Friday, June 2, 2017

Logic Level MOSFETs, IRL or IRF?

If you need to switch a dc load, a MOSFET is a very useful component. Typically carrying much more current than a standard transistor, and better performance characteristics, like a high impedance gate that draws very little current. BJT's are current driven devices, MOSFETs are voltage driven devices.
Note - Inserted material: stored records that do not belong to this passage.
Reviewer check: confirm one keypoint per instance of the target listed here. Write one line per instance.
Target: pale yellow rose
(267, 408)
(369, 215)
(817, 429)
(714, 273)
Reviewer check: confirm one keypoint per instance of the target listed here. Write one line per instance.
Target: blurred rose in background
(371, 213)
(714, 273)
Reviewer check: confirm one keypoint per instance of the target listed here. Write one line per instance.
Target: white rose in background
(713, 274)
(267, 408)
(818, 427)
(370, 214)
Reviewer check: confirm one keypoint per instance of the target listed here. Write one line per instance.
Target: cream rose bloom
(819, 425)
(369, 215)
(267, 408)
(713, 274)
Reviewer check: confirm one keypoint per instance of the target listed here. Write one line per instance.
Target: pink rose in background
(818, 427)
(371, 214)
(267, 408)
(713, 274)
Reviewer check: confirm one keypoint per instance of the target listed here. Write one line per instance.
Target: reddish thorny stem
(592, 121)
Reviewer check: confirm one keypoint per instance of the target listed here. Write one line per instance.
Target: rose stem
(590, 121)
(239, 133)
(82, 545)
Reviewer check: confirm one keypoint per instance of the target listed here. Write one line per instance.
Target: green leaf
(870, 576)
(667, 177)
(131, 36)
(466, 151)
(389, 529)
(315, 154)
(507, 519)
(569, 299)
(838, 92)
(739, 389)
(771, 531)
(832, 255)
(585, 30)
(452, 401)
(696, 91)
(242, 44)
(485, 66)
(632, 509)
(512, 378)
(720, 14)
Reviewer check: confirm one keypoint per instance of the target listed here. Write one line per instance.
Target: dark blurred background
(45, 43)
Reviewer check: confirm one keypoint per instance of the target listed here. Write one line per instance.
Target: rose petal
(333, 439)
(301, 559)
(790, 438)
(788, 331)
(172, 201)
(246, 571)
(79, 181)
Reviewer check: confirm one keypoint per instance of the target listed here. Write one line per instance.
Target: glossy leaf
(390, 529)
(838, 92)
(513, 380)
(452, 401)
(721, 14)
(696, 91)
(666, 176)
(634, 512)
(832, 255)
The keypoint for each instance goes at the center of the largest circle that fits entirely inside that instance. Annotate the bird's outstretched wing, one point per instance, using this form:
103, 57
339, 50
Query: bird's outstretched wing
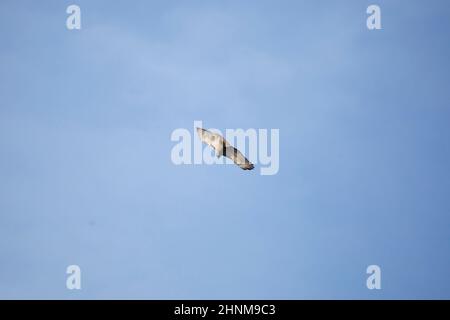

Not all MOSFETs are the same, and too many Arduino sites show the IRF series MOSFET. The IRF series require 10v (VGS = 10.0 V) at the gate to fully open at anywhere near rated loads, so we use the IRL series. Any logic level N-Channel MOSFET (VGS = 5.0 V) will work, and look for the lowest RDS(on) (Ω) resistance you can practically find, to limit heat buildup. Connect your DC load between + and the Drain (D) of the MOSFET. Connect the MOSFET Source (S) to ground, or negative terminal of your voltage source. We add two resistors, a 10k Ohm from the MOSFET Gate (G) to ground to ensure turnoff when Gate signal is removed, and a 125 Ohm resistor between the Arduino output and the MOSFET Gate (G). This protects the Arduino pin from too much current draw. The value is determined by the voltage of the Arduino pin (5v) divided by the max current we want to allow (40ma). The IRL540 shown has a built in snubber diode that prevents motor flyback from damaging the MOSFET or Arduino. The Arduino sends a HIGH signal to turn on the MOSFET, a LOW to turn it off, and can also use PWM (analogWrite on an appropriate pin) to control motor speed, lamp brightness, etc.